# 1 gallon planted



## The Predator (Sep 28, 2005)

Can i put plants in a 1 gallon and not put any fish in it? I was thinkin a nano tank in my room with java fern


----------



## jan (Apr 24, 2004)

That is possible









You will get a better response in the Aquatic plants forum, so topic moved


----------



## Innes (Jan 13, 2003)

I think you would not be able to have many plants in 1g, the lighting is possibly another restricting factor.

I would try some undergravel substraight, some plant food, a low powered filter unit and a couple of small plants, possibly also a few japonica shrimps to help against algea.

since jan obviously wanted to move this but forgot, I'll do the honours


----------



## The Predator (Sep 28, 2005)

thanks guys


----------



## boontje (Mar 27, 2005)

Also keep in mind that if you don't have fish in the tank you maybe need to use a different kind of fertilizer. You might need to add some nitrates for example (if your tap water doesn't contain it).


----------



## Piranha Guru (Nov 24, 2005)

Scott C said:


> Can i put plants in a 1 gallon and not put any fish in it? I was thinkin a nano tank in my room with java fern


I would try an open top tank with a clip on fluorescent light and an Azoo palm filter if you want filtration. You could use Flourish Excel and regular Flourish.

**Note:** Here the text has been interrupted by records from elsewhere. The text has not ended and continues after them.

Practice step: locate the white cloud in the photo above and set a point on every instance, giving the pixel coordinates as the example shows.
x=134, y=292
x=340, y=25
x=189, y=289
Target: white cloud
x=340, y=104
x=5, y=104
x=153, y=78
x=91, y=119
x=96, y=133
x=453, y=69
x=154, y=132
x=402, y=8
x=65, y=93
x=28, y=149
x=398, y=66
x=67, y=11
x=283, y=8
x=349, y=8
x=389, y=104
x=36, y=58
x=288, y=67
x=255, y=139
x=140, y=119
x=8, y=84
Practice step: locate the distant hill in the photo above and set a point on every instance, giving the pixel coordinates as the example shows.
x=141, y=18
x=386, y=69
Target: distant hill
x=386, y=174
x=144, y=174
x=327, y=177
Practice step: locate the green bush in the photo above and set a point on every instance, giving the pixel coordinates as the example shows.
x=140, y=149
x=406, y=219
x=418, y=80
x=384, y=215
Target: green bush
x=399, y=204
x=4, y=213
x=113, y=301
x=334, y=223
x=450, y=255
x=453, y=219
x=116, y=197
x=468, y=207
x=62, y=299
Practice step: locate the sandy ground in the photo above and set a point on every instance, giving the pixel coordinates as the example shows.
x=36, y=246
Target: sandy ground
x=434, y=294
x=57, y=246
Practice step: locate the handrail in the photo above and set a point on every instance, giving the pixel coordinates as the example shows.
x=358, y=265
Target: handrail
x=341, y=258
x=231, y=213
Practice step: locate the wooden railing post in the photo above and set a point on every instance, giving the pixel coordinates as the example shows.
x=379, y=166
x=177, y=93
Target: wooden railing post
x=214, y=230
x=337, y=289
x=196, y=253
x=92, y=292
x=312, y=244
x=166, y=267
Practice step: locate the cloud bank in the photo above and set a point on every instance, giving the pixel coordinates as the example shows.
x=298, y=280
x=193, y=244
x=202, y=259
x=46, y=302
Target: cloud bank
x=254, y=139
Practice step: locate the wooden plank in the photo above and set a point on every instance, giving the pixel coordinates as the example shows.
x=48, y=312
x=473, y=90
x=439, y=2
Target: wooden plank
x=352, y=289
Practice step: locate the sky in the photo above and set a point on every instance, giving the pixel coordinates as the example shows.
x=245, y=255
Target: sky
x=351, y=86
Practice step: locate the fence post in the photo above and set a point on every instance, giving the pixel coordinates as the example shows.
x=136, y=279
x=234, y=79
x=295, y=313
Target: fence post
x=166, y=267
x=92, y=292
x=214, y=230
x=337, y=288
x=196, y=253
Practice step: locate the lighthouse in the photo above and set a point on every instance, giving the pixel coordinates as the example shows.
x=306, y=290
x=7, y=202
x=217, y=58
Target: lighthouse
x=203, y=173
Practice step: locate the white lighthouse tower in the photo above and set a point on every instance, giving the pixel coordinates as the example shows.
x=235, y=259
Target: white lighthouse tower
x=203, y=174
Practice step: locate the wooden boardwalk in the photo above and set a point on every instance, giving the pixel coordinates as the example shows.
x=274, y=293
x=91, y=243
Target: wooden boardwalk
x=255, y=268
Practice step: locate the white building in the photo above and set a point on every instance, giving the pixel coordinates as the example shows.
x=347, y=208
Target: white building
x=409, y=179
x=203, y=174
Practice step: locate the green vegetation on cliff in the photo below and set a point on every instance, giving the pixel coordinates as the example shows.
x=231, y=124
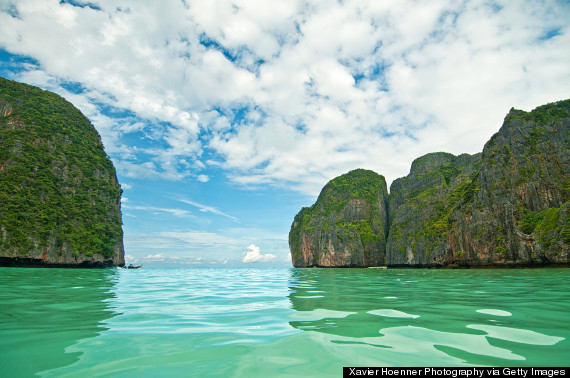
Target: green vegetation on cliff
x=505, y=206
x=350, y=211
x=59, y=194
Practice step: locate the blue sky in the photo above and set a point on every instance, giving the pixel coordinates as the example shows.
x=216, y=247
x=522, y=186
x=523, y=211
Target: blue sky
x=224, y=118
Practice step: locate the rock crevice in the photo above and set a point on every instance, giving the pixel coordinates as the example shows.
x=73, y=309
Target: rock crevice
x=505, y=206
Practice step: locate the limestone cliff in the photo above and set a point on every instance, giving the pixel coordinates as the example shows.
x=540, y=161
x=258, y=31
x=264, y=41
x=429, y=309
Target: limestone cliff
x=505, y=206
x=346, y=226
x=59, y=194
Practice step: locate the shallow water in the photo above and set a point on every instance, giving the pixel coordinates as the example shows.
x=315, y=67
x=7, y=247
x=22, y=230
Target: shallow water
x=277, y=322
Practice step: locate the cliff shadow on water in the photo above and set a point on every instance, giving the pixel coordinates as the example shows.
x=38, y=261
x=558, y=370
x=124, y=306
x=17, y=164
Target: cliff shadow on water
x=506, y=206
x=443, y=317
x=44, y=312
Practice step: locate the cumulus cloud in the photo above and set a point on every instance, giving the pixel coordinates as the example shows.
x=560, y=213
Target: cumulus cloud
x=208, y=209
x=291, y=93
x=253, y=254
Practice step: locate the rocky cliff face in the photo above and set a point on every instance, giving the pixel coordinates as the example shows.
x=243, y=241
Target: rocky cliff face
x=346, y=226
x=420, y=205
x=59, y=194
x=505, y=206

Substrate is up to you, just don't bury the rhizome of the java fern.

Here's a possibility of tank, light and filter kit:

http://www.drsfostersmith.com/Product/Prod...09&N=2004+62761


----------



## jan (Apr 24, 2004)

Innes said:


> since jan obviously wanted to move this but forgot, I'll do the honours


Hahaa, thank you Innes


----------



## boontje (Mar 27, 2005)

BioTeach said:


> Can i put plants in a 1 gallon and not put any fish in it? I was thinkin a nano tank in my room with java fern


I would try an open top tank with a clip on fluorescent light and an Azoo palm filter if you want filtration. You could use Flourish Excel and regular Flourish. Substrate is up to you, just don't bury the rhizome of the java fern.

Here's a possibility of tank, light and filter kit:

http://www.drsfostersmith.com/Product/Prod...09&N=2004+62761
[/quote]
just wondering: is there any reason why one would want to use a filter in a planted tank without fish?


----------



## The Predator (Sep 28, 2005)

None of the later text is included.